As the most successful editor, beloved by the whole world, touted as the holy angel, Eric dared to offend everyone under heavens and hell! Nothing new. Only problem is, well... this time... the person he offended is... this handsome, self-proclaimed Demon Lord in his office! Demon Lord: My son cursed you, so I came to take you away. Eric: Yeah, no thank you. Yet the demon lord doesn't take a no. Eric: Then why did you ask in the first place? Demon Lord: Because I wanted to charm you. Eric: You have no charm. Grow a pair of boobs, then come ba- Next second, Eric finds himself in the Demon World. His punshiment? To make the aspiring demons proper authors. Only then can Eric escape. But the thing is, Eric has to teleport into each story to edit it! The even bigger problem, the Demon Lord seems to follow him! "Excuse me, good sir, why the hell are you the final boss in every story that I've to seduce? Please get out of here and do your duty as the Demon Lord! Stop making all the students write about you!" Yet the biggest problem the whole universe ever had to face, all the demons... seem to want him! "This is not a breeding ground. Thank you. Please kindly fuck off. My body is not for your lusting entertainment!!!" --------------------- Uploads Mo-Thu Disclaimer: This has steamy scenes and loads of profanities. Read at your own risk and be ready to have your sanity and integrity questioned. The second book in the 'Scum Series'. You don't need to have read the first book to read this but it's a damn, funny, bs book, so read it as well- 'Shameless transmigration' it's called. Picture doesn't belong to me. Credit to artist.

MatchaMilk · LGBT+
分數不夠
175 Chs

Sugar, we're going down. No plagiarism intended.

As fast as he could, Eric flew with his little wings towards the end of the hallway. In fact, there was nothing but the window. Yet it was precisely what was outside the window that aroused his curiosity. Tiny Eric flipped to the window and basically glued himself on there. His eyesight was enhanced, at least being a dragon got that for him going.

What he saw in the far made him scowl and sweat at the same time. Archmages! These archmages were persistent and fast as hell. Didn't Eli say it'd take a while? Obviously, they didn't know the archmages caught up! Little Eric had to fly back to the control room to warn everyone. It was boring to go back and forth. How was he even going to convey it to them? Eli would think Eric got scared again or whatever feeble shit his fragile dragon emotions were made out of apparently.

"Rawr! Rawr! Rawr Rawr!"

"Howl, it's ok, don't be afraid. Come here."

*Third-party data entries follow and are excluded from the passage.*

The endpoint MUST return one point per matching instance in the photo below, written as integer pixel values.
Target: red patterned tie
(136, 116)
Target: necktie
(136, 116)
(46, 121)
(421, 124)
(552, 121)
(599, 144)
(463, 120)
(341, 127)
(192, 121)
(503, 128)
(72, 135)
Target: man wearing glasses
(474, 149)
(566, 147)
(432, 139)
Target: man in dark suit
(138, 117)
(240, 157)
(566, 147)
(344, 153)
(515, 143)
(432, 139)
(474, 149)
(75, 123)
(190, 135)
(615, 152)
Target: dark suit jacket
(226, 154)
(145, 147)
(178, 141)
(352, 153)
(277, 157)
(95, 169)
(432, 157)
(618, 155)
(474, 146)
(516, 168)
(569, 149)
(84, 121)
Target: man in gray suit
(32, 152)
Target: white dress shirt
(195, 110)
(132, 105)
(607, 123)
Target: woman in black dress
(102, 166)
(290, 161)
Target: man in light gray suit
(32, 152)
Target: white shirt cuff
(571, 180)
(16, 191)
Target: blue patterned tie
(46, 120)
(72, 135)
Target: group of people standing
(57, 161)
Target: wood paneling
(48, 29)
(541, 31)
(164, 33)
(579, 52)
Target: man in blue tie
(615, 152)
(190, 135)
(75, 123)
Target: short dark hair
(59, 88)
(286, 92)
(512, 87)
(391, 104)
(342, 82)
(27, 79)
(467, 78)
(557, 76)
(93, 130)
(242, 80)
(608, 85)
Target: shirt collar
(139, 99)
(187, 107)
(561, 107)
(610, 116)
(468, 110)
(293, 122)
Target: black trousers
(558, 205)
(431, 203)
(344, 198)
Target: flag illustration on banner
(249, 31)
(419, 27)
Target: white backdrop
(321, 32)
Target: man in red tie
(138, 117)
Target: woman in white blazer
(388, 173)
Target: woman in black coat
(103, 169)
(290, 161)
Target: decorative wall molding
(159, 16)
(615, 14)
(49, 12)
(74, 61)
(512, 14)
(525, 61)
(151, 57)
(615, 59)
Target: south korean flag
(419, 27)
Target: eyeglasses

Afraid your ass! Learn how to speak dragon! Why the fuck do I have to be able to speak human. Yes, it's you who should speak my language and lower yourself! Eric angrily jumped up and down in Eli's lap but it only trampled his dignity when Eli pinched his cheeks, "Cute baby. We'll beat those archmages up. It's fine. Are you hungry?''

Who the hell has time to eat? The archmages are already on your tai- BOOM!

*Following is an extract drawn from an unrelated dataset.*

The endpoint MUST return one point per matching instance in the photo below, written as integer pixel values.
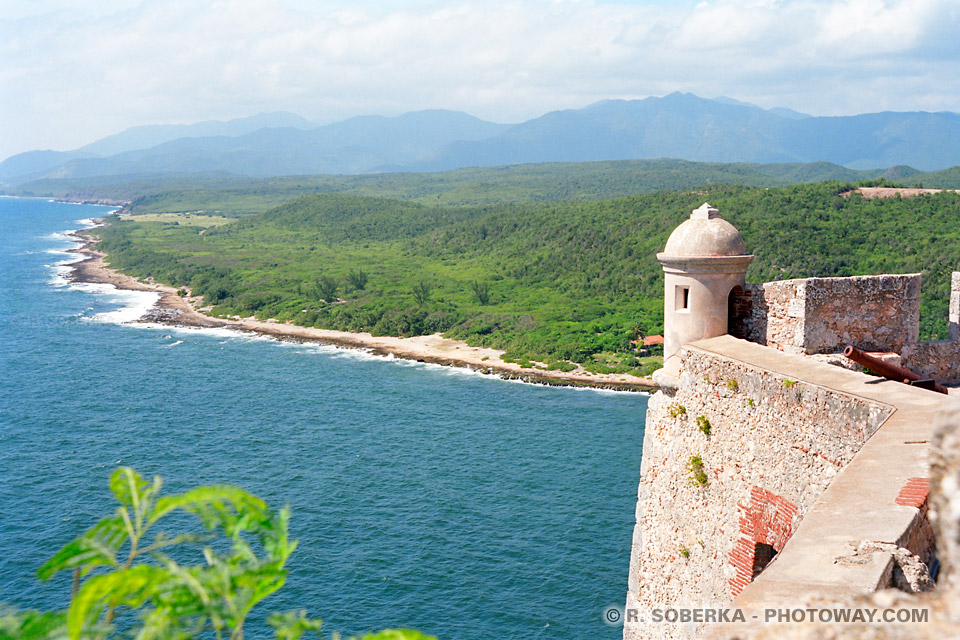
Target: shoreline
(177, 311)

"Captain! We've been hit on the rear! T-The archmages they-"

"What?" this time Eli was incredibly angry. How were the archmages so fast? Judging by the previous encounters, even if they used teleportation it wasn't possible to catch up in mere seconds!

"Use the fourth row!" the spaceship had several rows of weapons ranging from class F to SSS. The second row referred to Class A.

"Isn't that too low, we sh-"

"Do it!"

"Yes, captain!"

The spaceship and weapon were a bit different than normal space sci-fi. Of course, it came from the brain of a demon after all.

Eric watched several laserbeams and obviously, whatever it was, the beam went off and burnt the archmage to crisps. So level A was already this? Then what about SSS? You gon nuke this whole universe or what?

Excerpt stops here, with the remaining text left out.